Thoma Bravo To Buy Veracode From Broadcom For $950 Million
Application security testing vendor Veracode will change hands for the third time in 20 months, returning to independent status under the stewardship of Thoma Bravo.
Chicago-based Thoma Bravo will purchase Veracode for $950 million in cash, or nearly 55 percent more than the $614 million CA Technologies paid for the Burlington, Mass.-based company in March 2017. Since then, ownership of Veracode shifted over to Broadcom when the San Jose, Calif.-based chipmaker purchased CA Technologies for $18.9 billion in July 2018.
"Partnering with Thoma Bravo, a proven security software investor, is expected to extend our market reach and further fuel our innovation so that we can offer the broadest security platform and empower us to accelerate growth," Sam King, SVP and GM of Veracode, said in a statement.
King will become Veracode's CEO when the proposed acquisition by Thoma Bravo closes later this quarter. She joined Veracode 12 years ago as VP of service delivery and worked her way up the ranks to chief strategy officer before becoming responsible for leading the Veracode business unit within CA Technologies in July 2017.
Veracode's SaaS platform is focused on helping security teams and software developers find and fix security-related defects at all points in the software development lifecycle, according to the company. The company serves more than 2,000 customers across a wide range of industries, including nearly a third of the Fortune 100.
"As long-term investors in cybersecurity software, we are impressed with the speed and quality of innovation at Veracode," Seth Boro, a managing partner at Thoma Bravo, said in a statement. "Sam King and her team are seasoned, proven operators addressing a critical security problem in application development, and delivering best in class products."
Veracode was founded in 2006, employs nearly 600 people, and raised $114.3 million in seven rounds of outside funding before being purchased by CA Technologies early last year. Company executives weren't immediately available for additional comment.
As companies continue to build complex applications containing sensitive data, they have found that the application themselves are increasingly becoming the target of more sophisticated cyberattacks, Thoma Bravo partner Chip Virnig said in a statement.
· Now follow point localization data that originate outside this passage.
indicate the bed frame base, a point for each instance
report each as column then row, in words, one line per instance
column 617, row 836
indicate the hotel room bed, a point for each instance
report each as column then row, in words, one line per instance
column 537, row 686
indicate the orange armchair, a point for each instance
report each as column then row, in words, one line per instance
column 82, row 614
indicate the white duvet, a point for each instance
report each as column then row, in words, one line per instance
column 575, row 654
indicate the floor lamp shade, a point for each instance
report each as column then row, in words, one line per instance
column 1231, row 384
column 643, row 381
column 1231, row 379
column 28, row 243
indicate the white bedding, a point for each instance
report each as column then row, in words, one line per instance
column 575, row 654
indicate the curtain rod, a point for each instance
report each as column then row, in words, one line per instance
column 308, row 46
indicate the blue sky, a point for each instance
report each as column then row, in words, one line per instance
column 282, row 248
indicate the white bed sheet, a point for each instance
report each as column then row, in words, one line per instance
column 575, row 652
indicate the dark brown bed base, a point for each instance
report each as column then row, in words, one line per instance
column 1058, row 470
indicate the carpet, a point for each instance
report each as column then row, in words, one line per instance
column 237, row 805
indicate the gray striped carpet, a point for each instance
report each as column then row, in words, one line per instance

As a result, Virnig said applications need to be built with security in mind from day one, creating a significant market opportunity for Veracode's offerings.
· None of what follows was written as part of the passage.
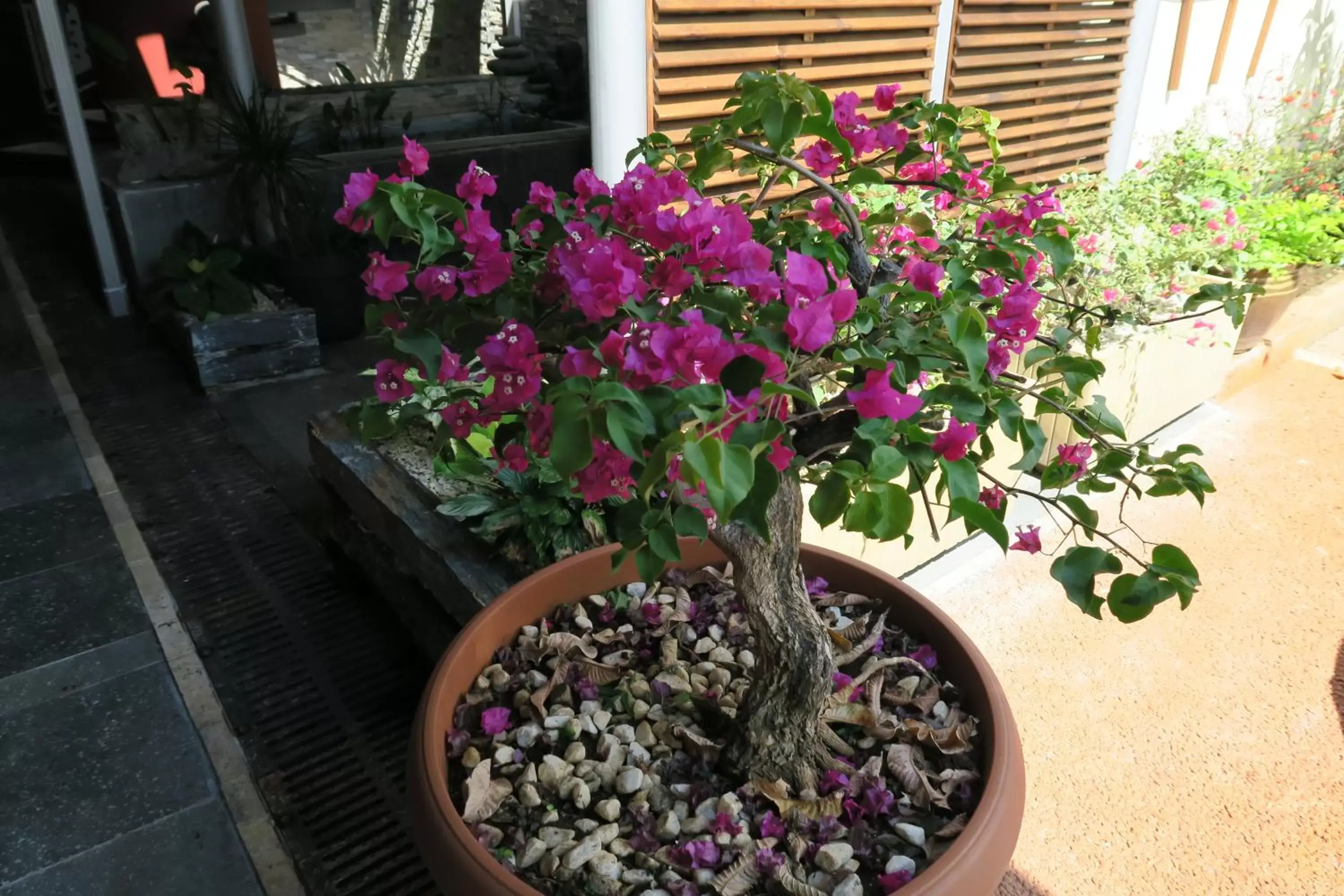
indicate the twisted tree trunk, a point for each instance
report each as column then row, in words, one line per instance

Veracode's Application Security Platform offers a holistic, scalable way to manage security risk across an entire application portfolio through broad language, framework, and testing technology coverage. The company allows customers to transform how they build and buy software by deeply integrating security into their software development lifecycle and enabling DevSecOps processes, according to Veracode.
"In today's digital economy, practically every company is turning into a software company through their own digital transformation," Virnig said in a statement.
Thoma Bravo has been incredibly active in the cybersecurity market this year, kicking things off with the acquisition of publicly-traded storage and security player Barracuda Networks for $1.6 billion in February. Three months later, the private equity firm purchased a majority stake in LogRhythm to accelerate the Boulder, Colo.-based SIEM vendor's operational and product development roadmap.
In July, Thoma Bravo agreed to buy from investors a majority stake in Centrify to help the Santa Clara, Calif.-based identity management vendor expand its product management capabilities both organically and through acquisitions. In October, Centrify announced plans to spin out its Identity-as-a-Service business into a stand-alone company called Idaptive, which will also be owned by Thoma Bravo.
That same week, Thoma Bravo announced plans to acquire publicly-traded application and data protection vendor Imperva for $2.1 billion.